For inventing the World Wide Web, the first web browser, and the fundamental protocols and algorithms allowing the Web to scale.
Sir
Tim Berners-Lee invented the World Wide Web in 1989, envisioning a
global information space where documents and other web resources could
be identified with uniform names, where documents and resources could be
retrieved in a standard way, and where documents could be connected by
hypertext links. To this end, Sir Tim introduced a universal resource
naming scheme based on URIs and URLs; the HTTP protocol for sending and
receiving information across the Internet in a scalable and
decentralized way; and the HTML markup language, which provided a
standard way for documents to be created and displayed in a
device-independent manner and linked to other documents. In addition,
Sir Tim created the first web browser and web serving software, and he
did so in an open-source fashion that catalyzed the Web's further
development.
While
all know the World Wide Web as having had enormous societal impact,
this ACM Turing Award also recognizes the Web as a contribution of
lasting and major technical importance to the computing community, due
to its simplicity, elegance, and extensibility. While Sir Tim could have
assembled more complex technologies with additional features, his
design was an elegant solution that enabled enormous capability—both
initially and over time:
- Sir Tim recognized that simplicity was needed for widespread adoption (particularly in the scientific community he served). His protocol simplifications (including his insistence on statelessness) made the design easy to implement; his use of human-readable scripting made the system comprehensible and easy to debug.
- Sir Tim built HTML into the Web, recognizing that this would make data comprehensible and useful to anyone trying to publish information.
- Sir Tim's initial browser and early web server made the system immediately useful.

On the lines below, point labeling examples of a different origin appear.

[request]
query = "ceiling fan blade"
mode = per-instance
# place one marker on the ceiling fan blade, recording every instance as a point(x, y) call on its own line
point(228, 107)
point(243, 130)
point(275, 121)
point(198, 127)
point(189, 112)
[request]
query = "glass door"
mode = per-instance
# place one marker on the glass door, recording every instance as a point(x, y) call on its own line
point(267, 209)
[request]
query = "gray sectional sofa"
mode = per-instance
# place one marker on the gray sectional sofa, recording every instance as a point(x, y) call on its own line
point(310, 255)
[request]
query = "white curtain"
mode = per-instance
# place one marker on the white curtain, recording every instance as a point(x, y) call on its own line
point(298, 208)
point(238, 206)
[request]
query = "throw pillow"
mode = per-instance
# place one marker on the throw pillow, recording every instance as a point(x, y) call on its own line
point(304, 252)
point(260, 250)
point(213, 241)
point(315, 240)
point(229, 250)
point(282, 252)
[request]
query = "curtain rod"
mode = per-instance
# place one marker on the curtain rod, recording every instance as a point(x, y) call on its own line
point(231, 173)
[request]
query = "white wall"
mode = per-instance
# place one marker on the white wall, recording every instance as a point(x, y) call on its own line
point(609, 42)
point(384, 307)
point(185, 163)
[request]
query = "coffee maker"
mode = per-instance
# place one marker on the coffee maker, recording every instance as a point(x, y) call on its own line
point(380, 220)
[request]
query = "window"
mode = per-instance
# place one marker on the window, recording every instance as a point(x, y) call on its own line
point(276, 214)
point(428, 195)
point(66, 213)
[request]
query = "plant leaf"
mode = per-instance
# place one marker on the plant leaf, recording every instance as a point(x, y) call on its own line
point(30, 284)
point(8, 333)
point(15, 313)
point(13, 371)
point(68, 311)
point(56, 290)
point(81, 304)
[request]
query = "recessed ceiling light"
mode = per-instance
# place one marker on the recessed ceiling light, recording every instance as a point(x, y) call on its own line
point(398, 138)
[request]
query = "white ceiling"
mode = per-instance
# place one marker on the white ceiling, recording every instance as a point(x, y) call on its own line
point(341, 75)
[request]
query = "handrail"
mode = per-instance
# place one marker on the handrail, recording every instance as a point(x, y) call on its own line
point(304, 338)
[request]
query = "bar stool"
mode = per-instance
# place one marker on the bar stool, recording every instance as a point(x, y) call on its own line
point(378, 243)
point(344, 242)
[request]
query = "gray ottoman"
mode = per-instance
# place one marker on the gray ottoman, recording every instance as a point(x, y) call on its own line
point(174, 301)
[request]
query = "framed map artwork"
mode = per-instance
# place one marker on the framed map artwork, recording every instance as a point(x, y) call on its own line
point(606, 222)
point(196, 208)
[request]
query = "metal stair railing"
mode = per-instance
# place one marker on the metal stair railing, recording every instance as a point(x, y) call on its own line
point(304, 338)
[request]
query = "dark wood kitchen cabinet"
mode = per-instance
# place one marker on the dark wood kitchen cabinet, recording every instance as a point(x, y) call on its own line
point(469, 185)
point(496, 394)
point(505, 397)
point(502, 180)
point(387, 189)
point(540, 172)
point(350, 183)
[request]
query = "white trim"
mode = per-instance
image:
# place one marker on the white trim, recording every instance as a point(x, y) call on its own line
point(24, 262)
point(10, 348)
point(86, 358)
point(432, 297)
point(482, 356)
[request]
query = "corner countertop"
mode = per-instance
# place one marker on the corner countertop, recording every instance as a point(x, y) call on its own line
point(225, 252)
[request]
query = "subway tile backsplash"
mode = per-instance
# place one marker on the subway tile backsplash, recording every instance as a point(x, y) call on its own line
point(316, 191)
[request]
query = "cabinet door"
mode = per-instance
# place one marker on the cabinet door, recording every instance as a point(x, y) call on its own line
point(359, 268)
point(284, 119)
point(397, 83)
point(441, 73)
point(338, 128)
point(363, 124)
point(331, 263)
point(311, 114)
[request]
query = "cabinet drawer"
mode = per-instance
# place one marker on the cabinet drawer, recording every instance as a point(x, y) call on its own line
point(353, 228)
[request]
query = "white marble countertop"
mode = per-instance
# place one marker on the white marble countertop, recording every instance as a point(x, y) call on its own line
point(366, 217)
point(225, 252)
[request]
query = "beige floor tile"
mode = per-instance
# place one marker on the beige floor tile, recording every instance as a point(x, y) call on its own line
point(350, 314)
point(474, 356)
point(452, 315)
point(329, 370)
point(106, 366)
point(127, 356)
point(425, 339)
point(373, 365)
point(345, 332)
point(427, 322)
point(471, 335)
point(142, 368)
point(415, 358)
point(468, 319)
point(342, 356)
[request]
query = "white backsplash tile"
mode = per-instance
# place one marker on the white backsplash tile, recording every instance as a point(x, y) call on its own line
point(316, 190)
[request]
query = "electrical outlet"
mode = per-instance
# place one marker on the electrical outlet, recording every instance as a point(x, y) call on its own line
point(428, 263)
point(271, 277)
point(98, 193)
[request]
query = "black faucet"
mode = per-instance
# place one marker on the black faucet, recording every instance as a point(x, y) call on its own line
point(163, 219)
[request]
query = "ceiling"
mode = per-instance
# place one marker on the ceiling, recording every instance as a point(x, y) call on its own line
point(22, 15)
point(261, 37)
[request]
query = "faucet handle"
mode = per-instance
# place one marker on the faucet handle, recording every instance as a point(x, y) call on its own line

- Sir Tim furthered widespread adoption of the Web by freely distributing a software package and creating an open-source community that enabled many others to use and refine the technology.
The Web design is described in an early Communications of the ACM paper ("The World Wide Web," Aug.
1994, Volume 37, No. 8, pp. 76-82), where Sir Tim described his vision
for the Web, as well as the technical underpinnings to make that vision a
reality.
Sir
Tim's contributions to the Web go far beyond the creation of the
original code. He created and shaped the World Wide Web Consortium,
which has developed the standards that are so crucial to Web development
and use. He was also a founder of the Web Science Trust, a British
charitable trust devoted to the interdisciplinary study of the Web and
its effect on society, and the World Wide Web Foundation, which works to
establish the open web as a public good and a basic right. Sir Tim
continues to extend his original invention and is a passionate advocate
for adding semantic annotation to the web.
In
short, the Web is what it is today because of Sir Tim's brilliant
design, based on his synthesis of several key ideas and his technical
leadership. The ACM recognizes Sir Tim with the Turing Award for this
enduring contribution to the computing community.